In the first in a four-part series on social practice art, we speak to Linda Goode Bryant ahead of MoMA's show on her pioneering gallery, JAM.
This is the first interview in a four-part series by Folasade Ologundudu featuring Black artists across generations who work with social practice.The exhibition “Just Above Midtown: Changing Spaces” will debut at the Museum of Modern Art in New York almost half a century after Linda Goode Bryant first opened the doors of the gallery that inspired the show just a few blocks away, on West 57th Street.
Over the past decade, several institutions have asked Bryant to stage an exhibition about JAM, but she always replied that she didn’t do “dead art shows.” She resisted the notion of a historical show that placed living artists who’ve continued to create new work in conversation with a project that existed decades before.
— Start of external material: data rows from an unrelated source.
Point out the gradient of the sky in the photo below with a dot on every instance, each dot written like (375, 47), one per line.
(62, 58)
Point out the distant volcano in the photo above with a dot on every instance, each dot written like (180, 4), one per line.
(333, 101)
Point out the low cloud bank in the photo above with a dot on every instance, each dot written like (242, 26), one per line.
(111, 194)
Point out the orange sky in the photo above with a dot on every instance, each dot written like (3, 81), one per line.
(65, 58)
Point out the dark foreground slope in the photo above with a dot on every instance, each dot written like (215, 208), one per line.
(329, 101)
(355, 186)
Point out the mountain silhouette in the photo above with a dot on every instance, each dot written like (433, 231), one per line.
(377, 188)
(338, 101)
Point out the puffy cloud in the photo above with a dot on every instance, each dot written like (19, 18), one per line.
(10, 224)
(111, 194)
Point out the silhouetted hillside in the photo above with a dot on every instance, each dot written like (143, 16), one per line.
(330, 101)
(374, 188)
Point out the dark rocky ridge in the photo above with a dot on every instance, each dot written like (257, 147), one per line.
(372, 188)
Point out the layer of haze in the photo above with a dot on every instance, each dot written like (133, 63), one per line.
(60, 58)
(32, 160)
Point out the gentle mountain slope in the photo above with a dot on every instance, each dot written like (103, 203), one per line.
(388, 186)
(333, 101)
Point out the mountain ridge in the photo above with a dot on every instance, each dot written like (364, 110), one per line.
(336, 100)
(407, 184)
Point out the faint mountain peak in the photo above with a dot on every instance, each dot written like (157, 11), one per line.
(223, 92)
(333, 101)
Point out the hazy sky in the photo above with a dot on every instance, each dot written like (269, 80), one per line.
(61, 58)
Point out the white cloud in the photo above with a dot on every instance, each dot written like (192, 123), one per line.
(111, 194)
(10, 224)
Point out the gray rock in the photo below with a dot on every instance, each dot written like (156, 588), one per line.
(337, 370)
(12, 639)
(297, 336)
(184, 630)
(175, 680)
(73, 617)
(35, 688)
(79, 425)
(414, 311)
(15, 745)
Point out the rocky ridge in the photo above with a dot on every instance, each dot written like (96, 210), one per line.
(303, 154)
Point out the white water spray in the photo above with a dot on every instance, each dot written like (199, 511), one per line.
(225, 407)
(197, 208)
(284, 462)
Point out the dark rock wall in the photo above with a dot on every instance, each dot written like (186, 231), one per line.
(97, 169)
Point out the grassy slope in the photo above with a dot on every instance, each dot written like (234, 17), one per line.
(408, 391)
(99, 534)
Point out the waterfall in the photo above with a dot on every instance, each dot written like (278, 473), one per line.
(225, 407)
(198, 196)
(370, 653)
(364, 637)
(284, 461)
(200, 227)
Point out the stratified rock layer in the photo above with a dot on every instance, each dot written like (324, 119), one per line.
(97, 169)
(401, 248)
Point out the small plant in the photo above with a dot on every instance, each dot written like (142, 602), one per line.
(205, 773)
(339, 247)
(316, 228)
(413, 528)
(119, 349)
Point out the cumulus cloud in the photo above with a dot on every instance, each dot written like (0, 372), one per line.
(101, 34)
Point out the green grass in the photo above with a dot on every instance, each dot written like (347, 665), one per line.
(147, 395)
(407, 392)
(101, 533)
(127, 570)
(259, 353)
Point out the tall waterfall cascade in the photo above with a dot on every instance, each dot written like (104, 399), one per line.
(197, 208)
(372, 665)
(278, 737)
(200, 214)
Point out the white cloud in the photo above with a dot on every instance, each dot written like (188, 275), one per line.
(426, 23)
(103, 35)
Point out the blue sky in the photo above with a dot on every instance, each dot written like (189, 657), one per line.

But the significance of doing a show at MoMA—which, although nearby, might as well have been miles away from JAM when it was operating—proved compelling.
The opportunity came up within the past five years to do a show at MoMA. Initially, I was reticent but I kept thinking about those years on 57th Street where we were literally four blocks away and how difficult it was to be on 57th Street because the majority of the galleries were really hostile to the idea that JAM even existed at all. On top of that, there was a museum just a few blocks away that also was not receptive. There was no way to cultivate the interest of folks from the museum.
The situation was different. You weren’t hemmed in by, “If I do this, it’s likely I’m going to screw myself in terms of being able to have my work seen,” because they weren’t showing our work. Many of us were part of the Black Power Movement as activists as well as artists and we had nothing to lose. To be clear, JAM operated on debt—on my credit card debt—and I was a single mom with two kids.